Pourquoi c'est plus rapide

Sur une recurve, l'effort augmente régulièrement pendant tout l'armement : plus la corde recule, plus il faut tirer fort. La courbe est une droite.

Sur une poulie, les cames sont excentrées. En fin de course, elles basculent et l'effort retombe : c'est le « let-off ». Résultat, la surface sous la courbe — l'énergie réellement stockée — est bien plus grande pour un effort maximal identique. À puissance annoncée égale, une poulie envoie donc le trait nettement plus vite.

Concrètement

Une recurve 175 livres tourne autour de 245 FPS. Une poulie 175 livres atteint 340 FPS. Avec un trait de 400 grains, cela fait passer l'énergie d'environ 72 à 139 joules — près du double.

Vérifier avec vos propres chiffres

Les branches sont plus courtes

Les cames faisant une partie du travail, les branches n'ont plus besoin d'être aussi longues.
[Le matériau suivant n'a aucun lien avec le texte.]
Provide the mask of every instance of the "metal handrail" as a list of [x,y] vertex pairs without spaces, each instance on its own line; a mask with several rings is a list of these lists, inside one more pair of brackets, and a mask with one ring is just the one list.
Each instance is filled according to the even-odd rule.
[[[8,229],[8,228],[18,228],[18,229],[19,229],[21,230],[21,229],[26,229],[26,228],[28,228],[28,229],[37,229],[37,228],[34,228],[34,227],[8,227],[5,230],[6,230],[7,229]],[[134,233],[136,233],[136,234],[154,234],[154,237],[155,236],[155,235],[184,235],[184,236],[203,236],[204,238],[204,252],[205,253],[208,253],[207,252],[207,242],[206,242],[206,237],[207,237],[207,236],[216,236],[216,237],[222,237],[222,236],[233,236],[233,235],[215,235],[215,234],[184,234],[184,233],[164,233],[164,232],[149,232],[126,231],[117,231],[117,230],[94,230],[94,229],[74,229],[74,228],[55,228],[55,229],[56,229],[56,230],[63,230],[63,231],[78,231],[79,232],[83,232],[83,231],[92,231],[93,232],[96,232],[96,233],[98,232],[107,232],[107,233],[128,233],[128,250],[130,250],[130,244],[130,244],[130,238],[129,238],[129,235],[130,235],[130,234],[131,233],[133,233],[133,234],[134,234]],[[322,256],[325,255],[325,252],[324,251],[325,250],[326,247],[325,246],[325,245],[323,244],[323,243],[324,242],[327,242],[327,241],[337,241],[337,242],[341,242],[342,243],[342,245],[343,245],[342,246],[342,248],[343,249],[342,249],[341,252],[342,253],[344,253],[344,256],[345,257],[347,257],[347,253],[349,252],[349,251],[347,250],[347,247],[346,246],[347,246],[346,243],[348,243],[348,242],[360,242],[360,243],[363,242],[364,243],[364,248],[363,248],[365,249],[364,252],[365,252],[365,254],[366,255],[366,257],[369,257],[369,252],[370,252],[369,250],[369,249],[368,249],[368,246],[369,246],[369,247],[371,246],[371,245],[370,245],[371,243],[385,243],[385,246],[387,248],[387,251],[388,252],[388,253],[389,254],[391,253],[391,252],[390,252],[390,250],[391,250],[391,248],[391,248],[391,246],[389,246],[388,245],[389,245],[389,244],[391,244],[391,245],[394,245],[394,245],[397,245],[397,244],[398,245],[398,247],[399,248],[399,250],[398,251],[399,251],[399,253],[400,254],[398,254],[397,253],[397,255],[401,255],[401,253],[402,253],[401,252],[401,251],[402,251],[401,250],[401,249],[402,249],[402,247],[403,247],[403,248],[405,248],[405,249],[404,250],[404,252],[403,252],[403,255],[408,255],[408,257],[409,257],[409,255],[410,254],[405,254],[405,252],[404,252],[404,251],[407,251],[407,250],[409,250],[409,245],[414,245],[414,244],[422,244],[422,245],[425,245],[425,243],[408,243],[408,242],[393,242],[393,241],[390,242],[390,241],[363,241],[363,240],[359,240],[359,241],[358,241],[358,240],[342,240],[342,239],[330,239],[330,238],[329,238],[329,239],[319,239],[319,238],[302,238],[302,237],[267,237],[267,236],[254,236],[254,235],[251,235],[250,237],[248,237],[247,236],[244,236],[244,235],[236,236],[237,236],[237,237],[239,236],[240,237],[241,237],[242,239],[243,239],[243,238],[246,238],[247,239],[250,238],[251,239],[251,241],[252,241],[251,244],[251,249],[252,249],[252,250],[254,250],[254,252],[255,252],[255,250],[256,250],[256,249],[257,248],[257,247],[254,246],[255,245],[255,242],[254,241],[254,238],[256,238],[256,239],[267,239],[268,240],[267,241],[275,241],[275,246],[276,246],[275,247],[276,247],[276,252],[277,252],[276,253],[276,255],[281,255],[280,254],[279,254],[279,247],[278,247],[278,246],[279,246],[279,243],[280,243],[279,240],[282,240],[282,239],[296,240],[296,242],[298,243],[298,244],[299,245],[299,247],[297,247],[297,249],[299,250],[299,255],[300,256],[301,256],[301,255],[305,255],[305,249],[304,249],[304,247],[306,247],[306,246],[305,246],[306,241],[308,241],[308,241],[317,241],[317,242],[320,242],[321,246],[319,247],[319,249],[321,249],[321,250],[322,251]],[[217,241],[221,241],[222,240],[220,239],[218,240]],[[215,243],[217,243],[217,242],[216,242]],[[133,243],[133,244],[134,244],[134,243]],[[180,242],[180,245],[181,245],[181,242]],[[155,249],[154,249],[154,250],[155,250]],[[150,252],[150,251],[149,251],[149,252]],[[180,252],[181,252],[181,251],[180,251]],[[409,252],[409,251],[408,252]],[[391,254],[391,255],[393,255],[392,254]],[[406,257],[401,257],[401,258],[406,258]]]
Une poulie est donc sensiblement moins large qu'une recurve de puissance équivalente : plus maniable en milieu encombré, plus facile à transporter en housse.

Ce qu'on découvre après l'achat

La corde ne se change pas seul

Corde et câbles passent dans les cames. Sans presse à arc, le changement est impossible — et dangereux à improviser. Prévoyez un passage chez un armurier, ou l'achat d'une presse si vous tirez beaucoup.

La synchronisation se dérègle

Les deux cames doivent basculer exactement en même temps. Quand la synchronisation dérive, les groupements se dégradent progressivement sans cause apparente. C'est le diagnostic le plus fréquent — et le moins évident quand on débute.

Le matériel devient exigeant

Au-delà de 350 FPS, les traits légers deviennent dangereux pour l'arme elle-même : le fabricant impose un poids minimal, à respecter strictement. Une cible standard ne suffit plus non plus — il faut une cible spécifique arbalète, sous peine de traverser ou de rendre les traits irrécupérables.

Alors, pour qui ?

  • Vous tirez régulièrement au-delà de 30-40 mètres.
  • La trajectoire tendue vous importe plus que la simplicité d'entretien.
  • L'encombrement est une contrainte réelle chez vous.
  • Vous acceptez de dépendre d'un armurier pour la maintenance.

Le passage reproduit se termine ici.